For the 25th consecutive year, the 2016 season will culminate with the SEC Championship Game on Saturday, December 3 at the Georgia Dome in Atlanta. Here's the whole national schedule, for reference and so that you can correct my misjudgments. Here we have the six most watch-worthy games from each full weekend of the coming college football season. Tyler Wilson may cement his status as the toughest man alive, and if the Hogs can pull off the upset, we'll finally have to take them seriously as title contenders.
Ohio State: Though Cal teams are traditionally bad travelers, we still ought to see what Urban Meyer's up to. Not the only rivalry that survived conference realignment, but maybe the only one involving two teams so tied together that they'll switch leagues, but only if they still get to hate each other every year. When that thick fog starts rolling in during the third quarter, you'll need to know which smoke-themed punch line to reach for first. One of the non-division opponents will be a permanent annual opponent and the other non-division opponent will rotate each year.

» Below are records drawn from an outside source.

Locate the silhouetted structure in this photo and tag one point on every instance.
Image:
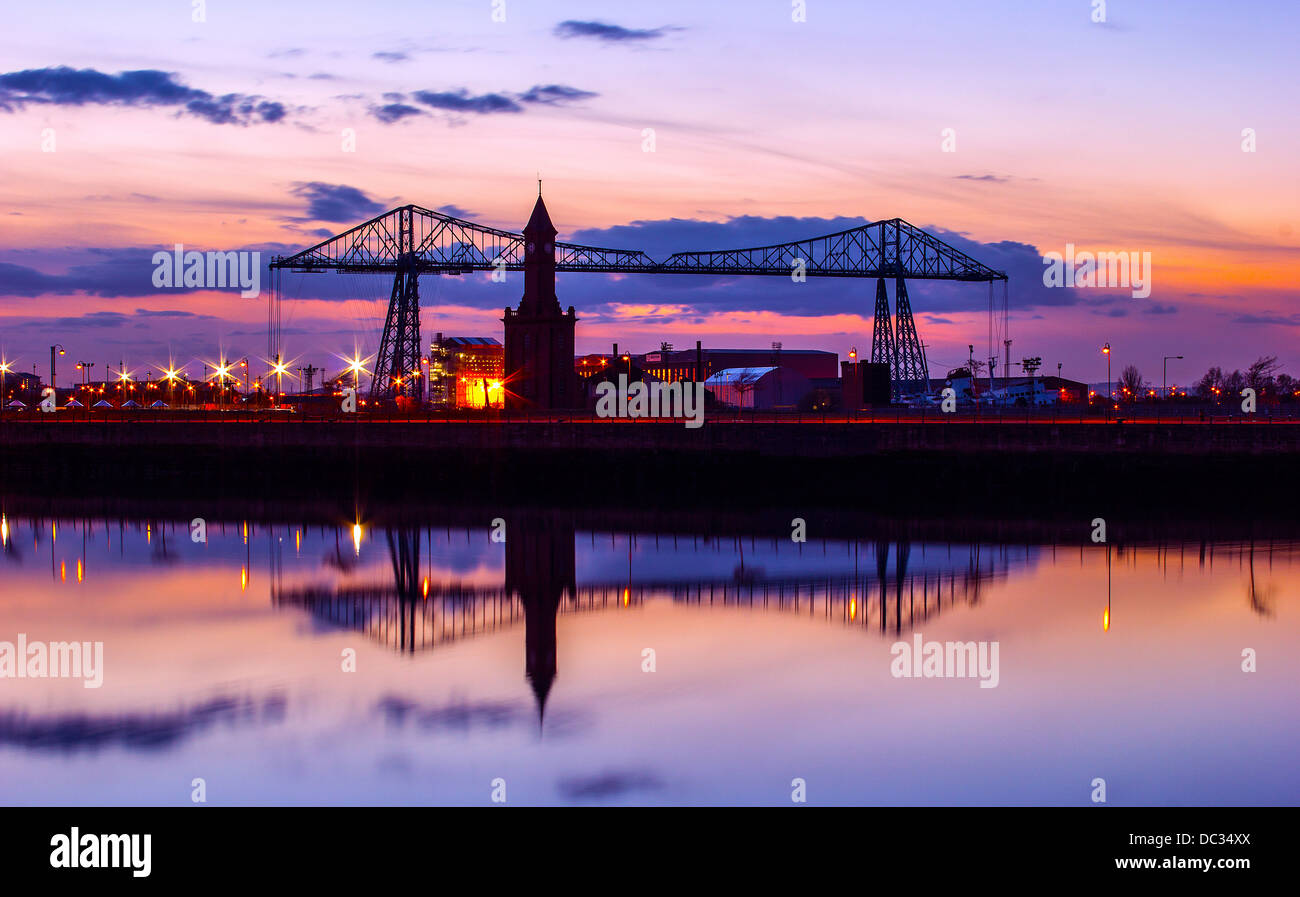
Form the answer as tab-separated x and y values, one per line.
538	336
540	568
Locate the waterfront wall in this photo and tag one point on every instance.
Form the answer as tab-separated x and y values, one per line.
915	464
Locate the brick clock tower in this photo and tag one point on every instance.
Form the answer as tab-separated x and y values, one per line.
538	336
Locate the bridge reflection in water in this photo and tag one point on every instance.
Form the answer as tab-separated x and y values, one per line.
414	614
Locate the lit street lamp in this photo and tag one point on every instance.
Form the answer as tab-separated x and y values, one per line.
1105	350
52	368
1164	376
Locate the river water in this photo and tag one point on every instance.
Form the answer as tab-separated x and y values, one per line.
538	662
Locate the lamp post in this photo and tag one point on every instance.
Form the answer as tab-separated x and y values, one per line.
56	346
1105	350
1164	376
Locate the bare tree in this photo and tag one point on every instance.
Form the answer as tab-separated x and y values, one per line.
1212	384
1259	376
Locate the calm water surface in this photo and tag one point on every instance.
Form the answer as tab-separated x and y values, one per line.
527	661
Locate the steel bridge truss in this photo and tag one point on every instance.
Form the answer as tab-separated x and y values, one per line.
411	241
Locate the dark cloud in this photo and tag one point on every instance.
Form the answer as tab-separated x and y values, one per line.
610	784
65	733
165	312
609	33
554	94
463	100
1285	320
391	112
336	202
142	89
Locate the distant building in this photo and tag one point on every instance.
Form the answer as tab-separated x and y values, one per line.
21	385
674	365
762	389
467	372
865	385
1019	391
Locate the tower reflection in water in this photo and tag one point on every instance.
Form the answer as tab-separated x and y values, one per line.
541	581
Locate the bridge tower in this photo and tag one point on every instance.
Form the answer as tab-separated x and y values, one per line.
538	336
911	373
882	336
399	347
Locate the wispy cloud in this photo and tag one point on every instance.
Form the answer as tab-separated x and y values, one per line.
462	102
336	202
609	33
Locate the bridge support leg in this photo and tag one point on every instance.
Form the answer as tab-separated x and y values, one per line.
399	349
882	336
911	375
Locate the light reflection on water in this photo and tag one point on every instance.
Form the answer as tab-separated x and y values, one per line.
527	661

1 recruit, Dorial Green-Beckham, might end up being covered by a fellow wide receiver, thanks to Georgia's secondary struggles. Every other Pac-12 game can now be tantalizingly described just by naming the head coaches involved.
One of them is leaking gumbo and is not actually a spaceship but rather a gigantic Mardi Gras spacefloat, and the other is even weirder. Actually, it might be a good idea to just not stand anywhere near Joe Tessitore for a while.